The other way of using computational modeling is as a fast way of doing experiments. For example, we understand quite well the microscopic laws that govern interactions among individual amino acids in a protein, or between molecules in a glass. However, some of the important goals of these fields have been the discovery of phenomenological, coarse-grained laws, that either describe the equation of state for the glass, or the sequence-structure-function relation in proteins. Some experiments are very hard to do (for example, relaxation of glass to thermal equilibrium may take many millions of years). Here's where computation helps again. We can run a digital, in silico experiment using computers reasonably cheaply both in terms of time and actual financial resources. And then any putative phenomenological theory can be contrasted against findings of such computer experiments.

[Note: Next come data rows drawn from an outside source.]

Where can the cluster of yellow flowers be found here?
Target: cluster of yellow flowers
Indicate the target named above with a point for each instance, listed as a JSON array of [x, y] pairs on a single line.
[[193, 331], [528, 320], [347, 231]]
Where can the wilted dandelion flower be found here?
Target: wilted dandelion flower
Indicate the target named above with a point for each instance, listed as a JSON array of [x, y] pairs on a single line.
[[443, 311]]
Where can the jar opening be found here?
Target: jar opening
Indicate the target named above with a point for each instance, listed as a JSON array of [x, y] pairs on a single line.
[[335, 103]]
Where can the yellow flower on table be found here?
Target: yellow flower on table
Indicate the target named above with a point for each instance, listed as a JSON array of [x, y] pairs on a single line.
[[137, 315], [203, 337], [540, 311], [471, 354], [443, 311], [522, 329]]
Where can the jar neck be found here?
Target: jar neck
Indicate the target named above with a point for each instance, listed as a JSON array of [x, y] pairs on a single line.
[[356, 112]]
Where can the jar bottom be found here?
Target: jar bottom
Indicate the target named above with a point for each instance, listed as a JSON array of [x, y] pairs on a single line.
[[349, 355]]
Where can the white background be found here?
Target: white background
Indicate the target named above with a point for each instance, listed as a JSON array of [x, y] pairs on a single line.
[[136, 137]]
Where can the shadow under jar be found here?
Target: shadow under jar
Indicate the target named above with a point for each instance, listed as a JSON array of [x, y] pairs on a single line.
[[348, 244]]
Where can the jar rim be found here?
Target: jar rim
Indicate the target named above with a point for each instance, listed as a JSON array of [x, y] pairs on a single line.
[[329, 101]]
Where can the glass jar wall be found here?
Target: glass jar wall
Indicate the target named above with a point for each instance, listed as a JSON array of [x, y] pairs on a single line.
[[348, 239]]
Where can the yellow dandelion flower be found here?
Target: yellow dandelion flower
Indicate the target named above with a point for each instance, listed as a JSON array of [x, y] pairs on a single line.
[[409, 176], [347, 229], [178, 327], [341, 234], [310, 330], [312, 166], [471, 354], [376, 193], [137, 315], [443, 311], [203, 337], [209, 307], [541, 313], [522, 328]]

This course is the introduction into this new and exciting way of doing science: computational science. We will learn some basics of how to build mathematical models, how to implement them using computers, how to solve them, and how to make conclusions based on them. There are three goals that I have for the students in the class:

  1. To learn to translate a descriptive problem of a natural phenomenon into a mathematical / computational model.
  2. To learn how to solve such models using computers, and specifically using the Python programming language. This includes learning how to verify that the solution you produced is a correct solution.
  3. To learn basic algorithms used in computational science.